婀國は貢と紺を引き取った。権八と小紫は人目を避けるように穢土を離れたらしい。小夜衣と千太郎はヨイチ達を手助けし、鳩州までの費用を負担してくれたが、彼らにかける言葉を見出せずに無理につくった笑顔で見送った。
――鳩州に左派院の無敵艦隊が攻めてくる
故郷に戻った二人の耳に飛び込んだのは鳩州の危機的状況だった。
いち早く情報を掴んだ異人たちは日ノ本から抜け出し、主不在の鳩州は政治的機能を失って、他国に攻め入られる絶好の環境を与えてしまった。鴎州は蜜柑船の失敗を口実として鳩州を制圧しようとしているのだ。
二人は故郷の未曽有の危機を打破しようと、義勇軍を率いた青江公に加わっていた。
「ヨイチ君、滄溟どのは本当に来ないのか」
「アイツは……来ませんっ」
水平線の先で無数に浮かんだ黒船を睨み付ける青江公に、同じく鋭い視線を放ち吐き捨てるようにヨイチは言った。
「そうか……」
青江公は義勇軍の風神部隊に指示を出すと、数百の隊員が慣れないルドラをぎこちなく構えた。
「これで対抗するんですか……無茶だ」
「あちらは巨大なルドラ――大砲を備えた軍艦が数十隻。こちらはたかが数百のルドラでは話にならない。だが、鳩州を誰かが守らねば……日ノ本は異国の手に落ちる」
こめかみに脂汗を垂らしたサロクが青江公に詰め寄るが、義勇軍を束ねる大将自身もこの勝ち目のない戦いを覚悟していた。
この鳩州を落とされる訳にはいかない――そんな覚悟だけで立ち上がる者達を寄せ集めた軍は疲弊を極めている。

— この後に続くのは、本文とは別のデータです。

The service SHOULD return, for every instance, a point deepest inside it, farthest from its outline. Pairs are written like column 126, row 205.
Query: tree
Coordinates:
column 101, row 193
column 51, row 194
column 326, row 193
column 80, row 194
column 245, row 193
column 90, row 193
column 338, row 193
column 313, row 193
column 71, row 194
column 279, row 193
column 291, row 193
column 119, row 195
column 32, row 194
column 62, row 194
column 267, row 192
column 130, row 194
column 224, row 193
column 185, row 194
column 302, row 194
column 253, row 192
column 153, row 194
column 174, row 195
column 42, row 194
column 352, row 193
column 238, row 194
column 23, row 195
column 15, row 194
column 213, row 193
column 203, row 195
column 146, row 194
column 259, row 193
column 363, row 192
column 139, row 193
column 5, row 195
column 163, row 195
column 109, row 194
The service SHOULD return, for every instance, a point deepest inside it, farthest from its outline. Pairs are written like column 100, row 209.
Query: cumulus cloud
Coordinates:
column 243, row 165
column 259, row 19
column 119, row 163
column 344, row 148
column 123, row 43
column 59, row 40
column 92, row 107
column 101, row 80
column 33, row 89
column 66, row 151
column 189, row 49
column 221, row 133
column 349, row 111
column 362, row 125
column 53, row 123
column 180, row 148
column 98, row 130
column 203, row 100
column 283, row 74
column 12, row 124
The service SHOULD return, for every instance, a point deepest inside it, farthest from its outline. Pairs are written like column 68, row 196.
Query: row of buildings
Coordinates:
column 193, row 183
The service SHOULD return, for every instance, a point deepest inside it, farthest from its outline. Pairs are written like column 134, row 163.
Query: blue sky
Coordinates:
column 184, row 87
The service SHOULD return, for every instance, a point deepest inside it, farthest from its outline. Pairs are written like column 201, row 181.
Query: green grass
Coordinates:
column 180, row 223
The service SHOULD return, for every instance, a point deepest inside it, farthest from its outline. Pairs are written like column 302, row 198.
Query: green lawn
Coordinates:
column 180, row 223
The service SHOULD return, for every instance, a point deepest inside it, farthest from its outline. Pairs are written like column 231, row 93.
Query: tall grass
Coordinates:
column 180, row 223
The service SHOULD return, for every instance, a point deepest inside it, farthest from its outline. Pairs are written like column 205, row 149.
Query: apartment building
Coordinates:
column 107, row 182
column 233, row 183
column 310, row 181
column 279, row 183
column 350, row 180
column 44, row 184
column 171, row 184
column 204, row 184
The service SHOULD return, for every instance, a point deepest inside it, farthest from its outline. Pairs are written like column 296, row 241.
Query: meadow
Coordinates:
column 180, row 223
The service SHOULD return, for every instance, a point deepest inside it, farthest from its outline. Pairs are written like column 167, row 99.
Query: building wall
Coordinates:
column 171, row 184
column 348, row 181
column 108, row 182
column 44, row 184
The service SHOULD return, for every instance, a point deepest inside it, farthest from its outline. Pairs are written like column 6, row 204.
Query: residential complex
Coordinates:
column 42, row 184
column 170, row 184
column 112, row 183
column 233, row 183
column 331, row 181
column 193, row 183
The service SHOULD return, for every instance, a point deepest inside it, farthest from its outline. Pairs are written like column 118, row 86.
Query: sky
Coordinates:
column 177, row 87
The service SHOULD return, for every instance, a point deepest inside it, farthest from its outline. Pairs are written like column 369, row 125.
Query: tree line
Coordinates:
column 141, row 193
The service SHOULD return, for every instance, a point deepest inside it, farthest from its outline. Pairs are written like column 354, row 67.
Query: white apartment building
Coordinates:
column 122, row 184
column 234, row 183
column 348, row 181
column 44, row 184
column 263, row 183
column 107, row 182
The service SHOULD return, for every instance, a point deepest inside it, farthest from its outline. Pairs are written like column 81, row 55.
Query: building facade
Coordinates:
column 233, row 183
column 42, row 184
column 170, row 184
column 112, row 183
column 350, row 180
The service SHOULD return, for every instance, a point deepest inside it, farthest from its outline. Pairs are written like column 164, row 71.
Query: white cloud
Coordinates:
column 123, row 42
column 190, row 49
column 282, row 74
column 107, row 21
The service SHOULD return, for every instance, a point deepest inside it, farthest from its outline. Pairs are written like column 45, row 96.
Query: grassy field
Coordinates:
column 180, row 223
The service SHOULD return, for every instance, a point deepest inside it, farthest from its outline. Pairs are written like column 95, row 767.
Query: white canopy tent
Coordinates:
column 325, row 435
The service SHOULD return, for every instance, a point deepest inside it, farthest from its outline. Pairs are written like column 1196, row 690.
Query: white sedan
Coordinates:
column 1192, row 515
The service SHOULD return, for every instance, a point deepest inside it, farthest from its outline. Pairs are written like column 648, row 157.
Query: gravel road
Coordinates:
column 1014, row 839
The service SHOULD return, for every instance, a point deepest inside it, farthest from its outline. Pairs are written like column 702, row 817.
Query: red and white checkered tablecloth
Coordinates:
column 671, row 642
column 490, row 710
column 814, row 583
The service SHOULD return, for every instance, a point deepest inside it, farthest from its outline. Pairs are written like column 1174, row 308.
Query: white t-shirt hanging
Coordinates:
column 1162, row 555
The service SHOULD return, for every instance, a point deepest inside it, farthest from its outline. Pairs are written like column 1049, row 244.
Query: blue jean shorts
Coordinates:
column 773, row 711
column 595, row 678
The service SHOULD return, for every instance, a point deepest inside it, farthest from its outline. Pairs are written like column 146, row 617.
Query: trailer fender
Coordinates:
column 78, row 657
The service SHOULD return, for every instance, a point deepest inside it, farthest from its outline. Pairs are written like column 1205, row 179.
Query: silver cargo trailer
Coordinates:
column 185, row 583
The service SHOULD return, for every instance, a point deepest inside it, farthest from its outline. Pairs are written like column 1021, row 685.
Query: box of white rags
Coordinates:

「私が気操術で敵を蹴散らかす。十二代目宗久の名にかけて……半分は減らしてやる」
青江公達の後ろから颯爽とムネが歩み寄った。故郷の危機に彼女はいつものようにおどけてはいない。そればかりか真剣そのものと言った表情で無数の戦艦を睨み付ける。
「く、来るぞッ」
――ドォォォォンッッッ
耳を貫く爆音がすると、防御壁が火煙を上げて吹き飛び数名が倒れた。初めて目の当たりにする大砲の威力に青江公はただ茫然としている。
「この距離でこの威力……悪夢だ……」
「ヨイチ、奴らの頭を叩こう。敵将を討ちとれば奴らは怯むハズだ」
「ああ、いま狙ってる」
ヨイチは雷神を構え、遥か遠い海上に浮かぶ黒船に狙いを定めるが、甲板で腕を組んでいる宣教師を撃ち抜くには距離が遠過ぎた。ヨイチの放つ気は宣教師の横を通り過ぎて、彼が甲板に倒れることはなかった。
「クソッ、遠すぎる」
「オホホホ、コノ距離デ当テラレル訳ガアリマセーン」
宣教師は愉快そうに笑い、次の大砲を撃つように指示を出した。数発の大砲が黒船から発射される。その度に味方陣営の防御壁が激しく吹き飛び、多くの隊員が叫び声をあげる。
「ムネッ、頼むッ」
「あぁッ」
ムネはそう言うと上着を脱いで立ち上がり、崖の上から海に向かって跳躍した。彼女が進むたび、足元には二色の波動が次々に現れる。
彼女はサラシで巻かれた胸を揺らしながら、柱の上を疾風のごとく駆け上がり続け、勢いよく宣教師が高笑いする黒船へと向かう。
「そろそろか」
ムネは気操術が機能する距離まで近付いたのを確認すると、最後の柱を大きく踏み込んで空高く跳び上がった。彼女は天才波動士だが二種類の波動を同時に発動させることは出来ない。極細の気で大衆を操るためには極太の気を手仕舞う必要があった。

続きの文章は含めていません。